Now something interesting has happened recently, with the supreme court judgment in M v Minister for Justice. The court was obviously under pressure to get that judgment out in time, and they did so before this referendum. They have clarified the supreme court’s view, which is to say that they have rejected a natural law interpretation of the Constitution and instead have gone for a positivist approach.
This means that unless a child’s rights are recognised in black and white in the constitution, they simply don’t exist. It’s a really stark choice that we’re left with. We’re told all the time that this is not a black and white issue, well the government has made it a black and white issue. It’s either the Eighth Amendment or nothing for the child in the womb.
What did you make of the ban on online ads by Google and Facebook leading up to the referendum, on the grounds of ‘integrity’?
My view is that it was an interference with the integrity of the referendum, and the ability of Irish people to canvass other Irish people and other Irish voters. Once again this was big business, foreign interests, trying to act as if they were a government source saying what was permissible and what was not. We had no problem with Google banning foreign ads as Facebook had done, that’s fine. But as regards us being prevented from canvassing through ads to Irish voters, I think that did amount to interference in the democratic process, and I think it was very wrong.
Would you happen to have any idea why that decision was taken?
Well it was interesting to note the reaction between the Yes and No sides. We said that it harmed us more than the Yes side because of course because the traditional mainstream media is obviously favouring the Yes side. There isn’t one party in the Oireachtas that opposes repeal. So we’re very much the underdog in this debate, and we said that one way we really had to communicate with voters was through social media and try to directly contact people to get our message across. So this ban really amounted to shutting down of our right to freedom of speech and expression and obviously didn’t affect the Yes campaign in the same way.
Why? Because as you saw, they all came out and welcomed it, so they had no problem with it because they have the airwaves anyway, they have all the support in the Oireachtas and establishment Ireland supports them, so they’re in no difficulty there.
Do you find it hard when people get personal? Do you receive a lot hate from people online or in the national media?
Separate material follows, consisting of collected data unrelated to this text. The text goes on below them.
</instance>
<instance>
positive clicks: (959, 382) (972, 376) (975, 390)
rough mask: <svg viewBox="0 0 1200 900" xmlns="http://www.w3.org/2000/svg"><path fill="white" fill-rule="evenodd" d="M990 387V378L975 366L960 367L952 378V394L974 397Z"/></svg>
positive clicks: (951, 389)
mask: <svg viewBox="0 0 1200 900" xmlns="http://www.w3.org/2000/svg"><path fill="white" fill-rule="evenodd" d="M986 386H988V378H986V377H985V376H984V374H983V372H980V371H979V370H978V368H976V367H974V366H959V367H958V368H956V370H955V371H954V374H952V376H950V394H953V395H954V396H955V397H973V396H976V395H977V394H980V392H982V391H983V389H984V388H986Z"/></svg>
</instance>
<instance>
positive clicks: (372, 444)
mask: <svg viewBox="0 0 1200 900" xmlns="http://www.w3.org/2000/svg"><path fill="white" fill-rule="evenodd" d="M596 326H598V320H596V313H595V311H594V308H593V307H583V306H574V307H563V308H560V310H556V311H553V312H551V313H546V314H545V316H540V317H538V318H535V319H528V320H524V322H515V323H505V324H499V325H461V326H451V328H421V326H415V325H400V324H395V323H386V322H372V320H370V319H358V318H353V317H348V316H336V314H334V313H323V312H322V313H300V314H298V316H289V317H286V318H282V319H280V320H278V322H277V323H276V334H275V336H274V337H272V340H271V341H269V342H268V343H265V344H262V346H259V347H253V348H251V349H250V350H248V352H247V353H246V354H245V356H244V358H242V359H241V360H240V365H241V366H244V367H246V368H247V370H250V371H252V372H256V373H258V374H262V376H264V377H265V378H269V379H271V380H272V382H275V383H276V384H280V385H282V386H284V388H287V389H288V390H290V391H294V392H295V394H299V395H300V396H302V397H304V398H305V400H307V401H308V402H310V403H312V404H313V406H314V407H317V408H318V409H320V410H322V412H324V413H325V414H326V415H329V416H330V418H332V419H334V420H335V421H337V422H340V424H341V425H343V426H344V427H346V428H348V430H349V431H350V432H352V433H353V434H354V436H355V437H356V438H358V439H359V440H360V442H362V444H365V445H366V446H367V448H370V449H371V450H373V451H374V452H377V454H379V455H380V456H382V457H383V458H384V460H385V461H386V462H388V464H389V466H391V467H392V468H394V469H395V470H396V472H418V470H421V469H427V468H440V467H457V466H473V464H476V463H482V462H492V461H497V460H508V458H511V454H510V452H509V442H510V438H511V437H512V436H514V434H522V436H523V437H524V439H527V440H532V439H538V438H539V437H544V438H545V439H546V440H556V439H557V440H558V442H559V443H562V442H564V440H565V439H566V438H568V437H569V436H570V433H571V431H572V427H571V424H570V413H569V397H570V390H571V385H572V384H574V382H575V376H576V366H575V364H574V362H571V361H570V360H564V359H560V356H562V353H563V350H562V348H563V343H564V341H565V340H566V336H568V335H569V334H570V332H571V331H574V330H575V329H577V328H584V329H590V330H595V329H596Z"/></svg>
Yes I do, and obviously nobody likes it but as time goes on you get used to it, you’re better able to brush it off, but every so often somebody says something. For instance, during the week there was a man who called for me to be raped. Whilst that was obviously very upsetting, what I also found to be particularly shocking was that no repeal campaigner criticised the statement of that man. Those who are campaigning for a Yes vote claim they are pro-woman, yet when there is a call for somebody to be raped because they’re a No voter it seems that anything goes.